- Film poster
- Directed by: Kinuyo Tanaka
- Screenplay by: Masashige Narusawa
- Based on: Ogin-sama; by Tōkō Kon;
- Produced by: Sennosuke Tsukimori; Shigeru Wakatsuki;
- Starring: Ineko Arima; Tatsuya Nakadai; Nakamura Ganjirō II; Mieko Takamine; Osamu Takizawa; Keiko Kishi;
- Cinematography: Yoshio Miyajima
- Edited by: Hisashi Sagara
- Music by: Hikaru Hayashi
- Production companies: Ninjin Club; Shochiku;
- Distributed by: Shochiku
- Release date: 3 June 1962 (Japan);
- Running time: 101 minutes
- Country: Japan
- Language: Japanese

= Love Under the Crucifix =

1962 Japanese film

Love Under the Crucifix (お吟さま, Ogin-sama) is a 1962 Japanese historical drama film directed by Kinuyo Tanaka, based on Tōkō Kon's novel Ogin-sama. It was the last film Tanaka directed.

==Plot==
Set in late 16th century Japan, the film tells the tragic love story between Ogin, daughter of tea ceremony master Sen no Rikyū, and Christian daimyō Takayama Ukon. Friends since their childhood days, Ukon first introduced her to the Christian faith when she was sixteen. During Ukon's visit to her father's house, Ogin confesses her feelings for him, but his marriage makes it impossible to return them.
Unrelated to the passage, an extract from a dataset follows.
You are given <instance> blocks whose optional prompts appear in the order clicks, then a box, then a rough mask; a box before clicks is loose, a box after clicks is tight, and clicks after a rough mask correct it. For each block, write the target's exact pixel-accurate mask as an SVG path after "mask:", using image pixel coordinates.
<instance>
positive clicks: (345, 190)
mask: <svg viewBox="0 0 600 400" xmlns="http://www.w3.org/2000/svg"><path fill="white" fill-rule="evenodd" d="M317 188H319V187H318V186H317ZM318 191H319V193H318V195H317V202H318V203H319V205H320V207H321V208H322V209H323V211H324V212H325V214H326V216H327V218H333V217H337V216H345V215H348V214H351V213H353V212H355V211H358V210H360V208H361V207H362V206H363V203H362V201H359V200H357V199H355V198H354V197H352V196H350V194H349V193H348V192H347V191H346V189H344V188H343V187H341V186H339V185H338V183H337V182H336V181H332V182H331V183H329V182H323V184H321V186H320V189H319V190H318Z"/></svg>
Soon afterwards, merchant Shintaro of the powerful local Mozuya family proposes to Ogin. Because her mother reminds her that refusing the proposal might result in consequences for her father, and Ukon does not show any sign of opposition, Ogin reluctantly accepts.

Two years later. Ogin's husband Shintaro blames her for still loving Ukon while rejecting his own advances. Due to the government's increasingly Anti-Christian politics, Ukon, who refuses to renounce his faith, is sent into exile. Ogin and Shintaro meet him one last time before his departure, because Shintaro secretly wants to maintain business with Ukon. After bidding him farewell, Ogin witnesses a young woman taken to her execution for refusing to become daimyō Hidetsugu's mistress. The young woman shows no sign of fear but rather fulfilment for having followed her own heart.

During a tea ceremony at the residence of daimyō Hideyoshi, Shintaro is approached by military commander Ishida. Ishida wants to prevent Ukon's rehabilitation and participation in a planned military campaign and proposes a meeting between Ogin and Ukon which could be used to prosecute both. Ogin and Ukon are tricked into the meeting, but manage to escape before they can be arrested. While taking shelter in a farmer's hut, Ogin learns that Ukon's wife has died in the meantime, and they spend the night together. Upon her return to Shintaro, she asks for a divorce.

Hideyoshi, intent on making Ogin his mistress, invites her to his palace. When she refuses his advances, he gives her two days to reconsider, declaring that otherwise he will claim her father's life. After her return to her family, Rikyū makes preparations to help Ogin escape to Ukon and commit suicide himself, but the house has already been surrounded by soldiers. Ogin makes preparations to take her own life, ordering her maid to take a fan with her farewell note written on it to Ukon who has taken refuge in Kaga.

==Cast==
- Ineko Arima as Ogin
- Tatsuya Nakadai as Takayama Ukon
- Mieko Takamine as Riki
- Masakazu Tamura as Ogin's younger brother
- Minoru Chiaki
- Ryūji Kita
- Kuniko Miyake
- Tatsuo Endō
- Yoshi Katō
- Ryosuke Kagawa
- Manami Fuji as Uno
- Yumeji Tsukioka as Lady Yodo
- Kōji Nanbara as Ishida Mitsunari
- Chishū Ryū as Sokei
- Nakamura Ganjirō II as Sen no Rikyū
- Osamu Takizawa as Toyotomi Hideyoshi
- Keiko Kishi as prosecuted woman
- Hisaya Itō as Mozuya Soan

==Legacy==
A 4K restored version of the film was presented at the Tokyo International Film Festival in 2021, at Film at Lincoln Center in 2022 and at the Harvard Film Archive in 2023.

Tōkō Kon's novel was again adapted for the 1978 film Love and Faith, directed by Kei Kumai.